Though Smith was granted another two years of eligibility upon his arrival at Georgetown, we were left to wonder if we'd ever see him play college basketball for a high-major program again. After all, Greg Whittington was one of Georgetown's leading scorers when he was ruled academically ineligible in January 2013. Whittington was dismissed from the program the following November and has been something of an urban legend ever since.
But Smith did come back, and he has been better than ever for a tournament-bound team.
Smith had recorded just four double-doubles in 84 career games before this season, but he already has six this year. He also has seven games with at least 15 points, including a 20-point game against Kansas in which he made the Jayhawks look absolutely hopeless in the paint.
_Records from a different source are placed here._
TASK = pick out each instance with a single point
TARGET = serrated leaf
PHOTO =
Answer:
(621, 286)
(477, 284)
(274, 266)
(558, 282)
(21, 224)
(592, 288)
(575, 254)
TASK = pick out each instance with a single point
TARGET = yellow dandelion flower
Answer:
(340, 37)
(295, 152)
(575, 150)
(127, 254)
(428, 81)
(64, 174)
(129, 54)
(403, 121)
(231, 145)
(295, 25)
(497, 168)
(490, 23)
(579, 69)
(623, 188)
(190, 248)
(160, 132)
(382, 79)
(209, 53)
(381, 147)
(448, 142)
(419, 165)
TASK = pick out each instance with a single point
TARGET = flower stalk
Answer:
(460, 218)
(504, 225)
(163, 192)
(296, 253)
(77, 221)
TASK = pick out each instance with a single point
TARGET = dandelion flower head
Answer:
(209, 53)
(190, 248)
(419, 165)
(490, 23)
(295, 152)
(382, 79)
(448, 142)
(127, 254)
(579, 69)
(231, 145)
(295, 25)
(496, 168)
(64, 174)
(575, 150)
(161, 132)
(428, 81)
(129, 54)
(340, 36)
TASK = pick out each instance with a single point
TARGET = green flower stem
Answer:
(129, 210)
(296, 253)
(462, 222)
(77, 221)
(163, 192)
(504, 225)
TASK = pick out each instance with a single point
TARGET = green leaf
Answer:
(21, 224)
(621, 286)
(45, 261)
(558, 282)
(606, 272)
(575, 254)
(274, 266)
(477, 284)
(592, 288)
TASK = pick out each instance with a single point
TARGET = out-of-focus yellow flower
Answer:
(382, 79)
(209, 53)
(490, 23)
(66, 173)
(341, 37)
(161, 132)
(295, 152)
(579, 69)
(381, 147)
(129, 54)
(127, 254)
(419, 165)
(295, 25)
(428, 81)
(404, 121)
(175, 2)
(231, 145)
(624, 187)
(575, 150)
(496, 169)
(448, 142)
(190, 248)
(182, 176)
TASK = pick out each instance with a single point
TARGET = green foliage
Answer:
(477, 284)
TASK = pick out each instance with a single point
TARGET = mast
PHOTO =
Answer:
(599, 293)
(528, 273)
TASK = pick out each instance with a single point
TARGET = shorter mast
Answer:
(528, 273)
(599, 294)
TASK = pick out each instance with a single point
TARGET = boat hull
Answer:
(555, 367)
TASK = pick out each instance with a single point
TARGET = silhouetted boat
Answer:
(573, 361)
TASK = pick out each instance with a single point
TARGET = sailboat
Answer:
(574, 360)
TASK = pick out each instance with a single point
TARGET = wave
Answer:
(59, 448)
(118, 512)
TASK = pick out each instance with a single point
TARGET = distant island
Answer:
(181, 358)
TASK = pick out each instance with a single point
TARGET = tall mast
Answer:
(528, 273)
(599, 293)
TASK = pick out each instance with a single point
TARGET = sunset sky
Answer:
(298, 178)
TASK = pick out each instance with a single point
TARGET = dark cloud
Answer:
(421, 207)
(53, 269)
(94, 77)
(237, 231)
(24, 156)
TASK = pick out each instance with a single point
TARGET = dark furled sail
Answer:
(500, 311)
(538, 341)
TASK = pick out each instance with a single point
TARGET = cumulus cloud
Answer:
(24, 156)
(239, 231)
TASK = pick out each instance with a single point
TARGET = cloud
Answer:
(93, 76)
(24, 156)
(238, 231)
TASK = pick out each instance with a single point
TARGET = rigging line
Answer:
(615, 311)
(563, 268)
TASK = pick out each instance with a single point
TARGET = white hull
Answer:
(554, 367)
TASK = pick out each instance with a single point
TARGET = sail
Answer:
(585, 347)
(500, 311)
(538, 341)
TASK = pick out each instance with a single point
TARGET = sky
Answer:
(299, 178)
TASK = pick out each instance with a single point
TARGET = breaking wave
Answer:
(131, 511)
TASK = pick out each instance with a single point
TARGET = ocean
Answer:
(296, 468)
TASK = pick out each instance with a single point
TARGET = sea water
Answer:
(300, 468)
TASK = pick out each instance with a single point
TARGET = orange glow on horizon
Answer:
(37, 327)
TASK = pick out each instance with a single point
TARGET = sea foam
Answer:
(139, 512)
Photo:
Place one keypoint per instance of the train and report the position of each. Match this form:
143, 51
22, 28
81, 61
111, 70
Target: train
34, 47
Playing 21.3 minutes per game might not seem like much for most 5-star players, but it's significantly better than the past three seasons for a big man who is scoring, assisting and rebounding at a career-best rate. And it has been enough for Smith to be named one of the 15 candidates for the inaugural Kareem Abdul-Jabbar Center of the Year Award.
His odds of finishing ahead of Jahlil Okafor and Frank Kaminsky to actually win the award are slim to none, but to even be recognized as one of the 15 best big men in the country after all he has gone through is an incredible accomplishment.
If 2014-15 Joshua Smith had shown up three years ago, he probably would have been a lottery pick. Nowadays, he isn't even showing up as a projected draft pick on DraftExpress.com, but that hasn't stopped him from resurrecting his college career.
"I think the light's going to come on," UCLA's Tony Parker told Wharton in October 2012. "(It's) just that for some people it takes longer. When Josh wants it, he'll get it."
Nearly five years after his college career began, it looks like Smith finally wants it. Georgetown fans are hopeful the light stays on long enough for him to carry this team at least to the Sweet 16 for the first time since 2007.